The Nation: Ellsberg: The Battle Over the Right to Know

  • FURTIVE nocturnal phone calls from strangers offering secret documents. Eager editors excitedly following terse instructions to pick up bags containing thousands of photocopied pages. Nimble newsmen frantically rushing exclusive disclosures into print. Harassed Government attorneys chasing into court to enjoin one series of revelations, only to see another break out elsewhere. A bemused federal judge wondering if the Justice Department might not be swatting futilely at "a swarm of bees."

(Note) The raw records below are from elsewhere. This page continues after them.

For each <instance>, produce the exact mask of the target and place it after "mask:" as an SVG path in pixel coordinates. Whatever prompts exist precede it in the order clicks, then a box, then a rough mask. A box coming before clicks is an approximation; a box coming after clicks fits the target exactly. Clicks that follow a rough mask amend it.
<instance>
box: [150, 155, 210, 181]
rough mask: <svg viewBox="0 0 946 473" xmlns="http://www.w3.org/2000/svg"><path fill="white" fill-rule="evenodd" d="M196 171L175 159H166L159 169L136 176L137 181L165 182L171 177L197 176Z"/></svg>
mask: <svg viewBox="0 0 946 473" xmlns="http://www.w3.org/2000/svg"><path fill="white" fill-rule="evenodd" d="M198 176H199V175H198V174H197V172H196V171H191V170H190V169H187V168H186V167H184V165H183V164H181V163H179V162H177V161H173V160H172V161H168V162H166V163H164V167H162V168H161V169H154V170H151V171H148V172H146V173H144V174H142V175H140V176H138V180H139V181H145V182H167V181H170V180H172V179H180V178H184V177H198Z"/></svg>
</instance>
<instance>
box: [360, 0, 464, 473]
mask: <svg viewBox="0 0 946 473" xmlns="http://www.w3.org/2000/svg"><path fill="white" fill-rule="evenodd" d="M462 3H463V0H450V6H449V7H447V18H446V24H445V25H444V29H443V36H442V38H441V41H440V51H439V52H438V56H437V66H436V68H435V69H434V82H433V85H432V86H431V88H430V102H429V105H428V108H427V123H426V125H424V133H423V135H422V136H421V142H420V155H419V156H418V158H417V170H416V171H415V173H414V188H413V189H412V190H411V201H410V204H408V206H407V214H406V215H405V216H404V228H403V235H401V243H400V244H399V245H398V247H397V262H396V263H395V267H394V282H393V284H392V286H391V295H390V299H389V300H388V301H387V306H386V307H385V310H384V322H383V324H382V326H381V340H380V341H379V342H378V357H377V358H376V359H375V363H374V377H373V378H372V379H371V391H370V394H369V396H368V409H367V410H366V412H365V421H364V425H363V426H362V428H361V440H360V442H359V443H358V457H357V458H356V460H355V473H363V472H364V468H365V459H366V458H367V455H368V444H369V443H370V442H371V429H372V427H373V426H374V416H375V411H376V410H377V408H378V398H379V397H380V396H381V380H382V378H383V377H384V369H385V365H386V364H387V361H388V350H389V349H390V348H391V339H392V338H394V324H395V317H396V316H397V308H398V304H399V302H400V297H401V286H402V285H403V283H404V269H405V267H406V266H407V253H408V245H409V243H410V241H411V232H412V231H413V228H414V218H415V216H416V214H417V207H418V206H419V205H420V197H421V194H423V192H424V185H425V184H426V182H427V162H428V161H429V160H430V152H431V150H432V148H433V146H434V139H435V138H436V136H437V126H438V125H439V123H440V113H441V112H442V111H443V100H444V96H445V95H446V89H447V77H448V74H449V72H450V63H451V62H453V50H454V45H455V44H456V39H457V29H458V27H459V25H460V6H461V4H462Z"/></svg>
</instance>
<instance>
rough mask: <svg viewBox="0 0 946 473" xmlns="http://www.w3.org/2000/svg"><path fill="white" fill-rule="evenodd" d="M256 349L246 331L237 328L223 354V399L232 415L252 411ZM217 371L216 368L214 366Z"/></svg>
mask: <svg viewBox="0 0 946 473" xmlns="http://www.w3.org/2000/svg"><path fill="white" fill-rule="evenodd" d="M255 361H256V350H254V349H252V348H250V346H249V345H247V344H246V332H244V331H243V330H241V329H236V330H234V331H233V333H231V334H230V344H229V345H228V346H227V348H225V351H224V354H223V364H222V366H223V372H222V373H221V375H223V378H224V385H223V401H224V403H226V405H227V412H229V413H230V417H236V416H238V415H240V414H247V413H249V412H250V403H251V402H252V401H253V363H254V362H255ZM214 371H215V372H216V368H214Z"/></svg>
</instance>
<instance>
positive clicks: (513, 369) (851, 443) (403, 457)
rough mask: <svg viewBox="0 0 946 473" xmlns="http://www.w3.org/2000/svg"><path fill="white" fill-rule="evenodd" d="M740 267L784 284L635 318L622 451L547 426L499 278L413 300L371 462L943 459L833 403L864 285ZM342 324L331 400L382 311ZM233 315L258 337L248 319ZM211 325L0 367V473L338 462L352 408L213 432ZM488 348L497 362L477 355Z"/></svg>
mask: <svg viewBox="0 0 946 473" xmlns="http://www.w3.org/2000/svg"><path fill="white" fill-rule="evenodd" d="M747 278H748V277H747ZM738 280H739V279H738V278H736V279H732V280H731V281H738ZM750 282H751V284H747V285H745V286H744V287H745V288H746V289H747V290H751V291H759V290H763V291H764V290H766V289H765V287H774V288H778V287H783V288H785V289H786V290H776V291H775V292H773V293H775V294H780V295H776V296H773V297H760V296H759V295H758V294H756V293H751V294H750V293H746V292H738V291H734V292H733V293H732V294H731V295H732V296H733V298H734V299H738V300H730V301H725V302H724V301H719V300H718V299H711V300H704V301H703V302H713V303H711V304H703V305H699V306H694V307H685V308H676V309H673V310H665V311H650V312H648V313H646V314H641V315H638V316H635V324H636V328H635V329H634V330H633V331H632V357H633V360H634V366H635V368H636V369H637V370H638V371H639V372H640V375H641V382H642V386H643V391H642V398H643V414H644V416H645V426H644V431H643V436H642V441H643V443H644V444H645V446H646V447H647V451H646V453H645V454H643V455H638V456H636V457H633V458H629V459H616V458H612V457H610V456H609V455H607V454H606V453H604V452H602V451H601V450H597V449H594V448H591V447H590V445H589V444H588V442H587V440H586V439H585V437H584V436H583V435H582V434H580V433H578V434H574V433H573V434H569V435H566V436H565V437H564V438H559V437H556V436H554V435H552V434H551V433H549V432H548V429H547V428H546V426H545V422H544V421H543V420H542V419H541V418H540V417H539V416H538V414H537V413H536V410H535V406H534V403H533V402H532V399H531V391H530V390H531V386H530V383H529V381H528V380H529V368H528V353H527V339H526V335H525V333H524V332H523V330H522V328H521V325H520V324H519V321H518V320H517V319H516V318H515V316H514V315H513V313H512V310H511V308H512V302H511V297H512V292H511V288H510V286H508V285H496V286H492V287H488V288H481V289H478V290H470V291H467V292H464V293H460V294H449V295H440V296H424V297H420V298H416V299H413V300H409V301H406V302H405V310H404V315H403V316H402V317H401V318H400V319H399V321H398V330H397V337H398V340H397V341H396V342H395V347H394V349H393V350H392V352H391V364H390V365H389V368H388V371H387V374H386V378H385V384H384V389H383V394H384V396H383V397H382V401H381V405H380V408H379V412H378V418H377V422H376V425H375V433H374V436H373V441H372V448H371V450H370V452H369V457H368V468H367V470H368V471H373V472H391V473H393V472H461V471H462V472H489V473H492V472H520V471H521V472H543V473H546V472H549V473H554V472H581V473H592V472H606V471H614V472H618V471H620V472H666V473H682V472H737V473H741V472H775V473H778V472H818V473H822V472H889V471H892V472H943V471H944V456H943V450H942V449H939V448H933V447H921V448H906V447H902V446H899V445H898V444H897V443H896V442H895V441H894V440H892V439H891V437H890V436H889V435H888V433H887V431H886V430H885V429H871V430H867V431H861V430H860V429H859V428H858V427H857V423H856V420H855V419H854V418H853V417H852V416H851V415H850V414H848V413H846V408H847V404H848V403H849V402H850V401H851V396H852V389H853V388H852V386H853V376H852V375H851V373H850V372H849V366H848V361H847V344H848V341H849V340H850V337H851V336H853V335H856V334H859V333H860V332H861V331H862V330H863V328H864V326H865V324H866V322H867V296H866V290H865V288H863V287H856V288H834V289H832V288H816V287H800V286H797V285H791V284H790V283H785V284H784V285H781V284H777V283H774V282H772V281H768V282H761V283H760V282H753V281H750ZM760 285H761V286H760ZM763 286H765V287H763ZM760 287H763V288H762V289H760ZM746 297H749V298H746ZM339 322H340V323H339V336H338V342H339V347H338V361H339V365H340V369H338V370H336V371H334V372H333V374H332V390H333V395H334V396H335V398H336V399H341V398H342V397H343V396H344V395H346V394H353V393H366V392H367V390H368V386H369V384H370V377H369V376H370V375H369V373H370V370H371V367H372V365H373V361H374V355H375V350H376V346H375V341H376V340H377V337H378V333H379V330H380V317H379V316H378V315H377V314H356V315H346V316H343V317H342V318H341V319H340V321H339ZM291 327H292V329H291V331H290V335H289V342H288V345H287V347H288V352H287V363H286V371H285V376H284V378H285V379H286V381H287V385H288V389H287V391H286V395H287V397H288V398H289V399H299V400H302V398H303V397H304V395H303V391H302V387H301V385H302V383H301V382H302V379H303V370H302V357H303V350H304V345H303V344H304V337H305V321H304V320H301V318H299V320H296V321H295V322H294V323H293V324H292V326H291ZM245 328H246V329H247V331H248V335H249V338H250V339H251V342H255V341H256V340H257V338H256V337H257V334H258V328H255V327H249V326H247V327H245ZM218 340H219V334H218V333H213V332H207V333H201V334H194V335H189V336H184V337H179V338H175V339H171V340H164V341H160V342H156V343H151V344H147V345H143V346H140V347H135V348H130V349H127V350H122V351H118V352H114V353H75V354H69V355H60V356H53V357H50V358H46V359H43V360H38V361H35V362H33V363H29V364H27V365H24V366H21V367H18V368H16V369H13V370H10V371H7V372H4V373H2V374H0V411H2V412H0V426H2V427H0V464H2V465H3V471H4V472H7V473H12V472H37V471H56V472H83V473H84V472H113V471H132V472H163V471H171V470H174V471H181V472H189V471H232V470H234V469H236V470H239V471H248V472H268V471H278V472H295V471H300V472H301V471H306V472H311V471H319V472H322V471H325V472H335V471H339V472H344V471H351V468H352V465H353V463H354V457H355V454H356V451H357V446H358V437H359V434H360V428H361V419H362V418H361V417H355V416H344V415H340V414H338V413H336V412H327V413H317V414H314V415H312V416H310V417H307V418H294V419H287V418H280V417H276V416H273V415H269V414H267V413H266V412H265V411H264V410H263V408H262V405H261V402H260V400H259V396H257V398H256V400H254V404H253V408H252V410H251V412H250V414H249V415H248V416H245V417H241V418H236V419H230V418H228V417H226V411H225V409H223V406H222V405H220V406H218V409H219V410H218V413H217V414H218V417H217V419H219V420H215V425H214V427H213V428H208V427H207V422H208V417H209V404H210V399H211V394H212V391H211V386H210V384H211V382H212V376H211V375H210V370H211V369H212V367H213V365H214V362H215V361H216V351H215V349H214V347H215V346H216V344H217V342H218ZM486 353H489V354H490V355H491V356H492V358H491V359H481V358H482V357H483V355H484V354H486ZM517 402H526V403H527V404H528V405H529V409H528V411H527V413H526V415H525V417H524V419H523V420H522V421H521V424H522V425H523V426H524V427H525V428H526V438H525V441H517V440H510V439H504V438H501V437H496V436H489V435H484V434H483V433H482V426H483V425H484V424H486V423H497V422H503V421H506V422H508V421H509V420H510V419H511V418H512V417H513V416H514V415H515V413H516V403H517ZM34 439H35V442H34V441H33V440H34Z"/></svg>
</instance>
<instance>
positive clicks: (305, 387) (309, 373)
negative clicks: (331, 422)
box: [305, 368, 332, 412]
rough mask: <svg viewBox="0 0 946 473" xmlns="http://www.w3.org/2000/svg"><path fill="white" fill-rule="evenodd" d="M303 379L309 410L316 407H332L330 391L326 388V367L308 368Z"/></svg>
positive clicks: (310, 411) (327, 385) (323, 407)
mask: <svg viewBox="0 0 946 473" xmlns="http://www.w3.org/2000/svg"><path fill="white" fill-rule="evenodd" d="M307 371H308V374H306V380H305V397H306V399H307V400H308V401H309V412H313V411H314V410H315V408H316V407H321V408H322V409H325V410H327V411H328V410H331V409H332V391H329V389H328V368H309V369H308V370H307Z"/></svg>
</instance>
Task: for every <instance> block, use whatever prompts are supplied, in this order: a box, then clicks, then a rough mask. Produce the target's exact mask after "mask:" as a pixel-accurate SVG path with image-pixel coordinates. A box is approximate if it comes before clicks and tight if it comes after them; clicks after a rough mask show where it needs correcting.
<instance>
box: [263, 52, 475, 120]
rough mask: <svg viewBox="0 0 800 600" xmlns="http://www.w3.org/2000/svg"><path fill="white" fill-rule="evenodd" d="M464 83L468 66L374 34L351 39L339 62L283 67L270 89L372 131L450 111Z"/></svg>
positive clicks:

    As the affair of the Pentagon papers went into its second incredible week, antiwar partisans seemed to be manipulating basic U.S. institutions—the press, Government, and even, in a sense, the courts—to stage-manage a dramatic presentation of their views far beyond the wildest dreams of the most zealous campus radicals. It was surely the slickest counter-Establishment insurgency of recent times. The climax was the sudden appearance on national television of the man who started it all. There was Daniel Ellsberg, once the gifted and aggressive war planner, speaking softly but leveling the harsh charge that Americans bear the major responsibility for as many as 2,000,000 deaths in 25 years of warfare in Indochina.

    Within a few days, Ellsberg technically became a fugitive when a U.S. magistrate in Los Angeles issued a warrant for his arrest on a charge of illegal possession of secret documents and failure to return them to proper custody. A grand jury in Los Angeles had been quizzing Ellsberg's associates at the Rand Corp. in Santa Monica, Calif., where he had worked and where a full set of the secret volumes had been kept. At a press conference, Ellsberg's attorneys said he would voluntarily surrender this week. The Government also sought a warrant against a former Rand employee, Anthony J. Russo, for refusing to testify before the grand jury.

    Guidance from the Senate

    Ellsberg's passing of most of a 47-volume secret Pentagon study of U.S. involvement in the Viet Nam War to the New York Times had swiftly built into a classic battle over the public right to know. The issue was seen as security v. freedom; the antagonists were major newspapers and the Nixon Administration; the argument went on over the rights of Government to keep some of its activities secret in the national interest, and of the press to keep a democratic society informed of what its officials have done. Reacting with unusual speed because of the gravity of the issues—and apparently also because the Justices did not find them overly complex—the Supreme Court held a rare Saturday hearing and a decision was imminent (see following story).